Unterschiede Narzissmus und Selbstliebe


Jetzt, da du die typischen Merkmale und Denkinhalte bei einer narzisstischen Persönlichkeitsstörung kennst, wird es nicht schwerfallen, die Unterschiede zur Selbstliebe zu benennen.


Empathie


Selbstliebe:

Durch Selbstmitgefühl und die Fähigkeit, sich liebe- und verständnisvoll selbst zu begegnen, können auch die Bedürfnisse und Gefühle anderer verstanden und darauf eingegangen werden.

Narzissmus:

Die PS ist gekennzeichnet durch einen Mangel an Empathie und das Fehlen am persönliche Interesse anderer Menschen.


Selbstwert


Selbstliebe:

Menschen, die gut für sich sorgen, sich mit allen Stärken und Schwächen annehmen, brauchen keine Aufmerksam von Außen. Sie sind sich selbst genug und kennen ihren Wert.

Narzissmus:

Menschen mit einer stark ausgeprägten narzisstischen Persönlichkeitsakzentuierung oder einer narzisstischen Persönlichkeitsstörung haben ein kleines Selbstbewusstsein und verstecken dieses hinter einem fetten Image. Ihnen fehlt die Selbstliebe.


Selbstwahrnehmung


Selbstliebe:

Ein Mensch, der sich respektiert und selbst akzeptiert, ist nicht abhängig von der Meinung anderer. Er ist mit sich im Reinen und strahlt das auch aus. Seine Wahrnehmung ist realistisch.

Narzissmus:

Der Narzisst schätzt sich als den wichtigsten Menschen ein und überschätzt sich dabei. Er ist außergewöhnlich und erwartet die ihm zustehende Sonderbehandlung von seiner Umwelt. Anerkennung und Selbstaufwertung sind das A &O. Gelingt ihm dies nicht, fordert er sie gerne ein. Kritik wird kaum toleriert und bedeutet Angriff. Die Selbstwahrnehmung ist dementsprechend positiv, jedoch nicht real.


Beziehungen


Selbstliebe:

Die Selbstliebe ist die Basis für gesunde Beziehungen für sich selbst und deren Mitmenschen. Die eigenen Bedürfnisse werden mitgeteilt und die der Mitmenschen auch respektiert.

Narzissmus:

Ein Mensch mit einer narzisstischen PS ist selbstverliebt. Probleme mit Kollegen und in Liebesbeziehungen sind durch den Mangel an Empathie vorprogrammiert. Die eigenen Bedürfnisse werden durch Ausnutzung und Manipulation und Abwertung anderer befriedigt. Wird sein Vertrauen missbraucht, bedeutet es das endgültige Aus.

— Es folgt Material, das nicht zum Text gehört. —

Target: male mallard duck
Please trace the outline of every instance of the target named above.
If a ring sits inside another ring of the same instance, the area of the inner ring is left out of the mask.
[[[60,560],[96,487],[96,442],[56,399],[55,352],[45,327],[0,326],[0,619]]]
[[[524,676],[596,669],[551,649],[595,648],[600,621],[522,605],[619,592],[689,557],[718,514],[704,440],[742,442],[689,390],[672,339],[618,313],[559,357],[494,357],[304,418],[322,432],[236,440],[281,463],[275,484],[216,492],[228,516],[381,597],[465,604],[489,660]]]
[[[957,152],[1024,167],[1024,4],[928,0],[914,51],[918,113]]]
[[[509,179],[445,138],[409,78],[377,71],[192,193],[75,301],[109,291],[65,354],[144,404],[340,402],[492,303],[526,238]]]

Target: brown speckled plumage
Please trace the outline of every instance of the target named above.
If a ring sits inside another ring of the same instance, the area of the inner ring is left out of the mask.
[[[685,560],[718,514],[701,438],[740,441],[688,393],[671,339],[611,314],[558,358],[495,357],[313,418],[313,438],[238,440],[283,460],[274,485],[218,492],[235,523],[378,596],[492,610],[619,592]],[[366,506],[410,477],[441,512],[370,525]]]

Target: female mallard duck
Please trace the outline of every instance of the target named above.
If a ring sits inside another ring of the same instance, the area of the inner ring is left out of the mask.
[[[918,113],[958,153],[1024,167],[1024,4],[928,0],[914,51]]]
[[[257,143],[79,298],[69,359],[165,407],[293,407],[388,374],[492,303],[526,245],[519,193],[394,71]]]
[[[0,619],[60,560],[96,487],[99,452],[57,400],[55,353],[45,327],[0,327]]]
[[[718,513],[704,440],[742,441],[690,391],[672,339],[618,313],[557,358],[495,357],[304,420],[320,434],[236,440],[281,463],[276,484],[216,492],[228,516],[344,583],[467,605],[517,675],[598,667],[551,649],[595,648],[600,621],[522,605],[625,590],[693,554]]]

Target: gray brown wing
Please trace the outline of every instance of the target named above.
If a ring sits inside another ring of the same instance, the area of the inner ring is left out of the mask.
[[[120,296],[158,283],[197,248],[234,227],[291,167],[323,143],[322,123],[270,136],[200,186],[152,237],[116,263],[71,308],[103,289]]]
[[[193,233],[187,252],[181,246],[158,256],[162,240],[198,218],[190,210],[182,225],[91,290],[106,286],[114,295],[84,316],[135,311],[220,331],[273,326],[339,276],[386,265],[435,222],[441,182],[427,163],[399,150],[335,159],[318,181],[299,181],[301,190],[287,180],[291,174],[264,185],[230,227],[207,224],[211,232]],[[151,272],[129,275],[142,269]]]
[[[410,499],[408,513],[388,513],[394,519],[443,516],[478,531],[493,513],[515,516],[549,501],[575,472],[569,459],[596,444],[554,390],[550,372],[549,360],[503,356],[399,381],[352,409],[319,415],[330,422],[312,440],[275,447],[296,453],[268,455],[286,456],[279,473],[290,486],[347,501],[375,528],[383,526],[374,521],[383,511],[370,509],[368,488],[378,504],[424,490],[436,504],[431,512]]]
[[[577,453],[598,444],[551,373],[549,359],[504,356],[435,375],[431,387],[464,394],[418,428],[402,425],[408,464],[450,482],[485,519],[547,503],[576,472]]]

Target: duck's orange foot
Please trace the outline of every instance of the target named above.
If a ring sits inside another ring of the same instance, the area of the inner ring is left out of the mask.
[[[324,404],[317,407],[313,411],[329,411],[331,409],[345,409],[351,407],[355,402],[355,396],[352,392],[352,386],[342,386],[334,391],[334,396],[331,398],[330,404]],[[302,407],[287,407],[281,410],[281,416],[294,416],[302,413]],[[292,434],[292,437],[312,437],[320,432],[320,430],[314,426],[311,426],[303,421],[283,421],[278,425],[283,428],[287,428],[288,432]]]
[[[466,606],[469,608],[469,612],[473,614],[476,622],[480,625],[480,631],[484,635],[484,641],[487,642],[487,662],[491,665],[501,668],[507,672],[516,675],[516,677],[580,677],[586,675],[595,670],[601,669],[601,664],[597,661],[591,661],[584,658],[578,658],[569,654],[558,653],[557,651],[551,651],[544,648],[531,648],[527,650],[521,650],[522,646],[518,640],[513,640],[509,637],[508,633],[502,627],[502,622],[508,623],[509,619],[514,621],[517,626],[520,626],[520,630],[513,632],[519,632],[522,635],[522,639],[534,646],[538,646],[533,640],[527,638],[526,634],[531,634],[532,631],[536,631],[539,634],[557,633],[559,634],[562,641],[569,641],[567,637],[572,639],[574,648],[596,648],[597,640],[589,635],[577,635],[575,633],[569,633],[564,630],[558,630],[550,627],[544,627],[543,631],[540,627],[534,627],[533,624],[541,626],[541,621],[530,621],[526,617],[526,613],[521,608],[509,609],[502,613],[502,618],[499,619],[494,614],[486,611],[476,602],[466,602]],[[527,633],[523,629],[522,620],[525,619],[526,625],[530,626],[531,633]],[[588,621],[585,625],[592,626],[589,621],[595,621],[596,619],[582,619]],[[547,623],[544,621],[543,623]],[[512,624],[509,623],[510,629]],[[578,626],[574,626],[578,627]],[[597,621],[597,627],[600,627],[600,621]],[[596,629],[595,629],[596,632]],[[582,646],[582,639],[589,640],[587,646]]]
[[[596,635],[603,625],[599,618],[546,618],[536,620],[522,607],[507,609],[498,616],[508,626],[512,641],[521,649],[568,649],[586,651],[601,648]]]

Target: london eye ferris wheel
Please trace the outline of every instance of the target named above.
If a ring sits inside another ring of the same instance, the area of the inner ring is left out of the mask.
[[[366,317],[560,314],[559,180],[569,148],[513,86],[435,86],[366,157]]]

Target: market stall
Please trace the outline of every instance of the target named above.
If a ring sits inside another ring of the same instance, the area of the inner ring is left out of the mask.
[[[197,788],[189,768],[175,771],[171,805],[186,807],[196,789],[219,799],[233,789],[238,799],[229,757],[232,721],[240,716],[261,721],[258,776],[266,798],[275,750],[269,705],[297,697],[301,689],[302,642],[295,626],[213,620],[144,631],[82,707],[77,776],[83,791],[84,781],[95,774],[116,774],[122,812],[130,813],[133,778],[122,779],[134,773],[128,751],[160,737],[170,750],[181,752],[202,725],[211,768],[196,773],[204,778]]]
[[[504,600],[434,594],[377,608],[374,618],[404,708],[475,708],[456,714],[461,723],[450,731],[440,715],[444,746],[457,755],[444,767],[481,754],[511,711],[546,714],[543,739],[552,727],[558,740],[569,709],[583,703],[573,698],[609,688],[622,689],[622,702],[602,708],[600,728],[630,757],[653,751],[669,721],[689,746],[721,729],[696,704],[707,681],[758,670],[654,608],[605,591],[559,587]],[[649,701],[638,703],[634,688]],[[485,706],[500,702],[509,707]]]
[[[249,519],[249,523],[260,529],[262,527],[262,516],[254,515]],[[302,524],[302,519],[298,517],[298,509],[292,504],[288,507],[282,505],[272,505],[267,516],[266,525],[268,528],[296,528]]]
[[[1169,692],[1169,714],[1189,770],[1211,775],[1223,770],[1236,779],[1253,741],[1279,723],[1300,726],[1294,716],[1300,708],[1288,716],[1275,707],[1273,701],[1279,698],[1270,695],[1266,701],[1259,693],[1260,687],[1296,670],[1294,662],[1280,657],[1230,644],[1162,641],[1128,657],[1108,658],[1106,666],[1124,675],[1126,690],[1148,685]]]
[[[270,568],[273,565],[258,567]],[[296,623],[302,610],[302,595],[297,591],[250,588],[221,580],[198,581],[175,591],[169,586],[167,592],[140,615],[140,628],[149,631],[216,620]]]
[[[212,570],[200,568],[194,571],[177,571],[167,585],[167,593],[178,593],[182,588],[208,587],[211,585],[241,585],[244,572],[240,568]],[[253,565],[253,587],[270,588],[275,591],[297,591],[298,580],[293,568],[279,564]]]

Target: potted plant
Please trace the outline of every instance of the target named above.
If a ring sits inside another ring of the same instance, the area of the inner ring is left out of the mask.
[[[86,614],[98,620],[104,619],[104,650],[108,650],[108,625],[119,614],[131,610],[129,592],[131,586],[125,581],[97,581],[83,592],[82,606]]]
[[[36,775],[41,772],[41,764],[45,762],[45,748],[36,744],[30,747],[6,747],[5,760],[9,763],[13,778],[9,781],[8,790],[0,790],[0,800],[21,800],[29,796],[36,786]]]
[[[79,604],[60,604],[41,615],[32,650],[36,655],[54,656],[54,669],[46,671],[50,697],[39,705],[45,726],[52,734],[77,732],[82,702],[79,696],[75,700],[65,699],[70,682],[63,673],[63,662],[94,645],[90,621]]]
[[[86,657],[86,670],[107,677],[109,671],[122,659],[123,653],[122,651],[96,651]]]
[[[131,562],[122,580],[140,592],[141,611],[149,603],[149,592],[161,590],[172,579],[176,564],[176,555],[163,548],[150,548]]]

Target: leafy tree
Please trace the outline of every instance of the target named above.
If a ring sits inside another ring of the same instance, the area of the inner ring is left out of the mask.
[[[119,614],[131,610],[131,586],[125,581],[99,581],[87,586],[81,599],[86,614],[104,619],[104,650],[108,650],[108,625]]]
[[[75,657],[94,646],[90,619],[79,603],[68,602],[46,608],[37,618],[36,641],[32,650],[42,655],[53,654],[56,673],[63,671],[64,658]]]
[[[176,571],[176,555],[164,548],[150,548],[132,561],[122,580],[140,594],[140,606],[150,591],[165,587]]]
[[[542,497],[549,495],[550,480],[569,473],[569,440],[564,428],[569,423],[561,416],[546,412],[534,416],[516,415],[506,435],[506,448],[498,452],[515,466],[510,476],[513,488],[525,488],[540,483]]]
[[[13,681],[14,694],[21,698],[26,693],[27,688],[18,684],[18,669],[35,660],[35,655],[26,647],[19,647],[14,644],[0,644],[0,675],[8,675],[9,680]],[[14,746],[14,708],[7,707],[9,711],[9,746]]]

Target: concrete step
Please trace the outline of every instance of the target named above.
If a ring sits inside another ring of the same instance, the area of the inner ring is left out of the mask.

Ich möchte betonen, dass ich bei der Aufzählung der Unterschiede vom "Schlimmsten" ausgegangen bin. Jeder Mensch ist individuell.

Es macht mich traurig zu lesen, wie viele Hass-Nachrichten es gegen Narzissten gibt. Denn wie du erfahren hast, steckt hinter dem scheinbar sehr großen Selbstbewusstsein, die Angst vor Ablehnung und ein schwaches Selbstwertgefühl. Die Genetik, häufige Traumatisierungen, Verletzungen oder Überbehütung in der Kindheit und tiefes Leid sind einige Ursachen der Erkrankung.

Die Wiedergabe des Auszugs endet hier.